The small green clumps of vegetation known as Spinifex makes a nice color contrast with the red soil. Many unknowing people will walk through Spinifex much the same way they would walk through a vacant lot in a city suburb. They will only do this once! These nice little plants have spines as sharp as a scalpel. They will penetrate shoes and jeans like a hot knife through butter and the moment you forget about them, they will strike. They are beneficial for the cattle ranchers because in time of drought they set fire to large areas of Spinifex so the cattle can eat the new shoots that sprout. Dodging razor sharp needles and keeping an eye out for multiple poisonous snakes (all of which would kill you very quickly and painfully) is a way to get the heart pumping every morning.

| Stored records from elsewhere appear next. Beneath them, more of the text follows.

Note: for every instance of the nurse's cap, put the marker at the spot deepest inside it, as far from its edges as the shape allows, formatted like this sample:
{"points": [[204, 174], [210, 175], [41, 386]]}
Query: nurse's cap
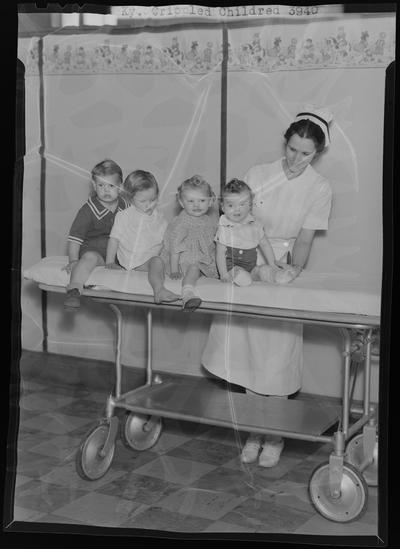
{"points": [[321, 117]]}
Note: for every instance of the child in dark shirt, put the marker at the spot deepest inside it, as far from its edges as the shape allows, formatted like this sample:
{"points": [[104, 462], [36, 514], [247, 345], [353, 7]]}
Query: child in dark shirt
{"points": [[89, 233]]}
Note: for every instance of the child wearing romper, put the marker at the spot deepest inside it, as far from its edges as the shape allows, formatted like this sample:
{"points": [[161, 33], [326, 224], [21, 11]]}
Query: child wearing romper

Sleeping can at times be a big problem. On one mining trip I decided to forego the tent that was full of ants, mosquitos (called mozzies in Australia), flying bugs, millipedes and cockroaches and cleverly decided to sleep in the cab of the truck. I say cleverly because my idea brought out many grumbles from the others who hadn’t thought of the idea first. I threw in my flimsy mattress and settled down for a good night’s sleep. It was even more comfortable when I moved the gear stick into 1st rather than 4th and saved myself unwanted gear stick probing during the night. Ahhh, peace and quiet……..except for that annoying whine from a dreaded lone mosquito. You all know it’s impossible to ignore that noise and the only thing worse is when it stops. A flurry of hands and feet and the noise is back…then silence. So it goes on until I decided to take action. I reached for my ever present bug spray and gave it a quick burst. Unfortunately I had forgotten that we were using nuclear powered spray which meant I had to jump out of the truck before the fumes rendered me unconscious. More mosquitos were waiting for me outside so more spray was needed. After a time I braved the truck cab and settled down for the night. It was then that I noticed the width of the cab was about 1 inch shorter than the length of my body so I couldn’t stretch out completely. I know to many people out there an inch short doesn’t sound like much but in reality it can drive you crazy because when you can’t stretch fully that is all you want to do. Luckily I was saved from worrying about my predicament because the mosquito started up again.
The worst part of mining in the bush were the mosquitos and flies. The flies are actually related to bees and while they don’t sting they are attracted to the moisture in your eyes. This means that from sunrise to sunset they are actively trying to get to your eyes and after only a short time this can drive you to distraction……… or insanity! The flies were so bad at one time that we all agreed that screaming out loud from frustration was ok. One night we were preparing a meal slightly earlier than normal so it was still light. This was the one and only time we made that mistake. The flies were so bad that we had to throw green wood on the fire and stand in the smoke so we could eat our meal. They also had the knack of striking while I was operating a pneumatic drill or carrying large rocks.
The flies daytime shift ended at nightfall then the mozzies started their evening shift. The mozzies, like the flies, were relentless except with the ever present danger that they were carrying some sort of malicious disease. Luckily none of us came down with anything other than lots of itchy bumps all over our bodies. They were particularly bad when having a shower. We rigged a drum of water in the backhoe bucket, put in a hose, lifted the bucket and “Hey Presto” we had a shower. Unfortunately we had to shower at night with icy cold water while being attacked by hordes of mosquitos attracted by all that moisture. It was good to get all that dust and mud off but we paid a price.